Many parents clueless about children's weight

June 9, 2004 in Nutrition for Children and Teenagers, Nutrition Topics in the News

Many parents clueless about children's weight

As many as half of all children in middle school may be overweight or at risk of becoming overweight, according to the results of a new U.S. study. However, the results of a study from the UK indicate that many parents do not see a problem.

What's most troubling is that "most were unconcerned" about their children's weight, said the senior research nurse on the study. The results of both the US and UK studies were presented Friday at the annual meeting of the American Diabetes Association in Orlando.

About a third of obese girls and about half of obese boys were considered to weigh "about right" by their parents, the team found in a study of 300 children and their families. Moreover, a third of mothers and half of fathers who were overweight or obese themselves considered their own weight to be "about right."

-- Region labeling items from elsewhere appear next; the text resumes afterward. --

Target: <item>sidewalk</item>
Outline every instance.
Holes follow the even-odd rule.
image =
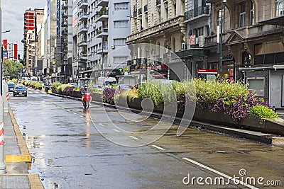
[[[6,174],[0,174],[0,188],[44,188],[38,175],[28,173],[31,156],[11,109],[4,121]]]

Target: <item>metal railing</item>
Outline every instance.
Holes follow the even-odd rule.
[[[203,14],[209,15],[209,6],[202,6],[186,11],[184,14],[184,19],[185,21],[190,20]]]

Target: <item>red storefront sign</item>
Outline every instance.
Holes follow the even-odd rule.
[[[218,72],[217,69],[198,69],[198,74],[217,74]]]

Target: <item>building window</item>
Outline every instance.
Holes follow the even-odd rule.
[[[284,0],[276,0],[276,16],[283,16]]]
[[[124,46],[124,45],[125,45],[126,42],[126,39],[125,39],[125,38],[114,39],[114,46]]]
[[[122,64],[125,63],[128,60],[128,57],[114,57],[114,64]]]
[[[250,24],[251,25],[254,24],[254,5],[252,1],[251,1]]]
[[[221,18],[222,18],[222,10],[217,11],[217,25],[221,25]]]
[[[129,27],[129,21],[114,21],[114,28],[128,28],[128,27]]]
[[[128,10],[129,3],[118,3],[114,4],[114,10]]]
[[[246,3],[242,2],[239,5],[240,6],[240,14],[239,14],[239,26],[244,27],[245,25],[245,18],[246,18]]]

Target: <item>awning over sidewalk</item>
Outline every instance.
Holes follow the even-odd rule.
[[[284,65],[273,65],[270,67],[240,67],[239,71],[254,71],[254,70],[265,70],[265,69],[284,69]]]
[[[284,16],[273,18],[258,22],[258,23],[272,24],[284,26]]]

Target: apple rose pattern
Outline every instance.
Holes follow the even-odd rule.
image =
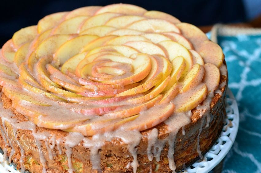
[[[142,131],[173,113],[186,115],[183,127],[195,108],[208,110],[208,127],[214,91],[226,84],[221,48],[169,14],[117,5],[51,14],[15,33],[0,54],[13,108],[38,127],[85,136]]]

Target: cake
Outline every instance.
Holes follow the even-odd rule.
[[[130,4],[55,13],[0,51],[0,147],[22,172],[170,172],[222,131],[220,47]]]

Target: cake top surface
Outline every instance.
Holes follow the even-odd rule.
[[[185,115],[175,121],[184,126],[191,110],[209,109],[224,60],[203,32],[169,14],[90,6],[15,33],[0,51],[0,85],[39,127],[85,136],[142,131],[173,126],[173,114]]]

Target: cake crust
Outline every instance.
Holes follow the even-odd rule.
[[[224,61],[224,64],[225,64]],[[220,90],[222,93],[222,95],[219,93],[215,94],[214,97],[212,100],[210,105],[211,120],[209,126],[206,127],[207,123],[207,117],[206,116],[201,117],[199,113],[196,109],[192,110],[192,116],[191,117],[191,123],[186,125],[185,127],[185,134],[182,134],[182,129],[181,128],[178,130],[177,135],[175,143],[175,151],[174,158],[176,166],[176,171],[178,171],[183,170],[199,159],[201,157],[198,153],[198,146],[197,142],[197,137],[200,133],[200,150],[202,154],[204,155],[211,148],[215,143],[222,130],[225,115],[224,109],[225,102],[226,89],[227,88],[228,79],[226,75],[221,76],[220,86],[222,87]],[[225,85],[224,85],[224,83]],[[14,118],[17,119],[20,122],[28,121],[23,115],[18,112],[16,110],[12,107],[12,101],[10,99],[6,96],[3,93],[2,100],[3,103],[3,107],[5,109],[11,108],[15,116]],[[11,126],[6,123],[6,127],[3,126],[1,121],[1,124],[2,129],[4,128],[8,129],[8,135],[9,136],[13,135],[13,131]],[[200,132],[201,127],[203,127],[202,131]],[[155,127],[159,132],[158,138],[164,139],[166,138],[169,134],[166,132],[166,125],[164,123],[157,125]],[[145,137],[146,135],[150,132],[153,128],[151,128],[141,132],[143,137],[140,141],[137,148],[137,159],[139,166],[137,171],[139,172],[147,172],[152,171],[152,172],[170,172],[171,171],[169,169],[168,161],[167,159],[168,148],[167,143],[165,145],[160,155],[160,160],[157,162],[155,158],[152,161],[150,161],[147,155],[147,148],[148,146],[148,140]],[[38,132],[47,132],[52,135],[55,135],[56,139],[60,138],[66,136],[68,132],[60,130],[56,130],[37,127]],[[28,130],[18,129],[17,140],[19,141],[22,146],[23,144],[23,135],[25,135],[28,140],[33,141],[34,137],[32,134],[32,132]],[[6,134],[6,138],[7,137],[7,134]],[[90,138],[91,137],[87,137]],[[6,155],[10,155],[11,147],[8,147],[6,145],[3,140],[2,134],[0,135],[0,147],[6,148],[7,152]],[[57,144],[51,150],[48,150],[47,148],[46,144],[44,140],[41,140],[41,145],[42,150],[40,152],[45,153],[44,155],[46,159],[46,167],[48,172],[65,172],[68,167],[68,164],[65,154],[66,149],[64,142],[61,142],[59,144],[59,147],[62,151],[61,154],[59,154],[59,149]],[[41,172],[43,167],[39,159],[39,151],[37,150],[37,147],[33,143],[31,143],[32,146],[34,149],[29,149],[25,150],[25,153],[24,161],[25,166],[26,170],[30,172],[34,173]],[[15,150],[15,154],[13,155],[11,160],[17,165],[18,169],[21,167],[19,160],[21,157],[20,148],[18,145],[14,144]],[[27,148],[28,147],[23,145],[23,147]],[[49,158],[48,152],[51,151],[53,153],[53,159]],[[90,151],[88,148],[83,146],[82,142],[80,144],[72,148],[72,159],[73,163],[83,163],[82,167],[79,169],[82,170],[83,172],[95,172],[95,171],[92,169],[92,164],[90,161]],[[105,145],[99,150],[99,153],[100,155],[101,167],[104,172],[132,172],[131,167],[129,167],[128,164],[133,161],[131,157],[131,154],[128,149],[127,145],[125,144],[119,138],[114,138],[111,141],[106,141]],[[29,159],[31,162],[28,162]],[[32,161],[32,160],[33,160]],[[83,171],[84,170],[84,171]]]

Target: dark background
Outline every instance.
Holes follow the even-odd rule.
[[[182,22],[198,26],[243,22],[246,19],[243,4],[240,0],[1,0],[0,47],[15,31],[37,25],[39,20],[47,15],[84,6],[103,6],[120,2],[137,5],[148,10],[164,11]]]

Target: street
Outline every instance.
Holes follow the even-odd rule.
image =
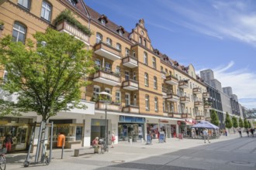
[[[93,154],[92,149],[54,150],[49,165],[30,165],[27,169],[256,169],[256,138],[239,138],[238,134],[221,136],[205,144],[199,139],[168,139],[166,143],[154,141],[120,142],[109,152]],[[7,170],[20,169],[26,154],[6,155]]]

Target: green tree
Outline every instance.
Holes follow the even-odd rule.
[[[226,114],[225,126],[228,129],[232,128],[232,121],[230,120],[230,114],[227,112]]]
[[[220,120],[215,110],[211,110],[211,123],[216,126],[220,124]]]
[[[17,103],[0,102],[1,114],[34,111],[46,121],[61,110],[86,109],[80,103],[81,88],[94,71],[92,52],[74,36],[52,29],[33,37],[37,43],[12,42],[11,36],[0,41],[0,66],[8,72],[2,88],[18,94]]]
[[[248,121],[247,119],[244,119],[244,128],[248,128]]]
[[[239,127],[243,128],[244,127],[244,121],[241,117],[239,117]]]
[[[234,128],[237,128],[238,127],[237,119],[234,116],[232,117],[232,124]]]

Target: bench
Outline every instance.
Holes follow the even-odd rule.
[[[93,150],[92,150],[93,149]],[[99,154],[99,148],[76,148],[74,151],[74,156],[78,157],[81,151],[85,151],[85,154]]]

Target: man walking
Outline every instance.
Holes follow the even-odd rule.
[[[207,131],[206,128],[204,128],[204,129],[203,129],[202,134],[203,134],[203,138],[204,138],[204,140],[205,140],[205,143],[206,143],[206,139],[208,140],[208,142],[209,142],[209,143],[211,143],[211,142],[209,141],[208,131]]]

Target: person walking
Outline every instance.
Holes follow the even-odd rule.
[[[9,133],[5,135],[4,140],[4,147],[6,148],[7,152],[11,152],[12,144],[13,144],[12,134]]]
[[[241,131],[241,128],[239,128],[239,129],[237,130],[237,131],[238,131],[238,133],[239,133],[239,134],[240,134],[240,137],[242,138],[242,131]]]
[[[202,131],[202,134],[203,134],[203,138],[205,140],[205,143],[206,142],[206,140],[207,139],[208,140],[208,142],[209,143],[211,143],[209,141],[209,136],[208,136],[208,131],[206,130],[206,128],[204,128],[203,131]]]

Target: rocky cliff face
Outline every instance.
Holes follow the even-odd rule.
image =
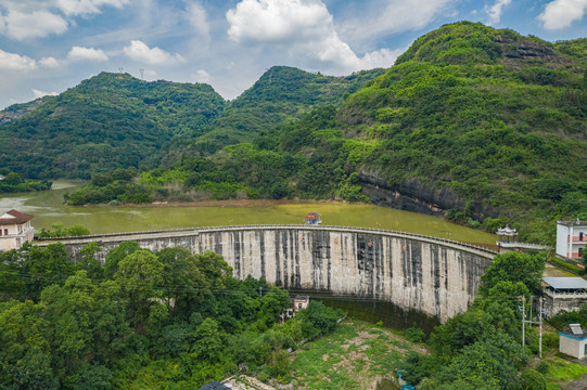
[[[359,172],[359,184],[365,195],[378,206],[414,211],[429,216],[442,216],[449,209],[463,210],[465,202],[448,187],[436,188],[418,179],[405,180],[399,185],[387,185],[385,179],[373,171]],[[473,204],[473,217],[497,218],[499,210],[482,202]]]

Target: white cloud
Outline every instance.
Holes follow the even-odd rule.
[[[192,78],[195,80],[195,82],[209,82],[209,74],[205,69],[197,70],[194,75],[192,75]]]
[[[188,20],[191,25],[195,27],[197,32],[208,39],[209,38],[209,25],[206,10],[200,3],[191,3],[186,8]]]
[[[587,11],[587,0],[554,0],[538,15],[547,29],[563,29],[580,21]]]
[[[42,98],[42,96],[47,96],[47,95],[51,95],[51,96],[56,96],[59,95],[58,92],[53,91],[53,92],[44,92],[44,91],[39,91],[35,88],[31,89],[33,91],[33,94],[35,95],[35,99],[39,99],[39,98]]]
[[[73,47],[67,58],[69,61],[107,61],[109,56],[101,49]]]
[[[292,43],[332,29],[332,15],[315,0],[242,0],[227,20],[237,42]]]
[[[157,73],[155,70],[149,70],[149,69],[145,69],[144,73],[143,73],[143,77],[144,78],[148,78],[148,79],[154,79],[155,76],[157,76]]]
[[[131,40],[130,46],[123,49],[124,53],[130,58],[146,64],[169,64],[183,62],[179,54],[170,54],[159,48],[149,48],[140,40]]]
[[[63,34],[73,16],[101,12],[102,6],[123,8],[130,0],[1,0],[0,35],[25,40]],[[65,17],[64,17],[65,16]]]
[[[60,63],[54,57],[42,57],[39,60],[39,65],[48,68],[56,68],[60,66]]]
[[[3,70],[33,70],[37,68],[35,60],[0,50],[0,69]]]
[[[227,20],[233,41],[280,46],[305,65],[332,73],[388,67],[397,56],[384,49],[359,57],[341,40],[319,0],[242,0],[227,12]]]
[[[30,13],[9,11],[7,16],[0,17],[5,24],[4,34],[16,40],[42,38],[67,30],[67,22],[47,10]]]
[[[128,0],[56,0],[56,5],[66,15],[87,15],[100,13],[100,6],[123,8]]]
[[[419,30],[450,10],[456,0],[375,0],[366,2],[355,16],[343,22],[341,35],[354,42]],[[456,17],[452,12],[451,17]]]
[[[501,20],[501,13],[503,12],[503,6],[507,6],[511,3],[511,0],[497,0],[496,3],[490,8],[485,8],[485,12],[489,16],[487,23],[489,25],[498,24]]]

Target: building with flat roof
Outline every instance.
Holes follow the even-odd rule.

Children were no better at judging their weight. When asked to rate themselves based on body mass index (BMI), a measure that takes into account weight and height, 51 percent of children underestimated their BMI.

Part of the problem, is that "overweight is now seen as the norm." A UK researcher noted that some parents of normal-weight children were concerned that their children were underweight.

In the American study, which included 1,700 eighth-grade students, nearly 50 percent were overweight or were at risk of being overweight.

The researchers also found that about 40 percent of children had pre-diabetes, which is marked by above-normal levels of blood glucose. In addition, nearly half of the students had low levels of HDL, the "good" form of cholesterol, and many had blood pressure that was above normal for their age.

Although only a few students had diabetes, the widespread presence of pre-diabetes and other risk factors meant that children might be at risk of developing diabetes down the road.

It is important to promote a healthy lifestyle during childhood because the health behaviours children develop often continue throughout their lives.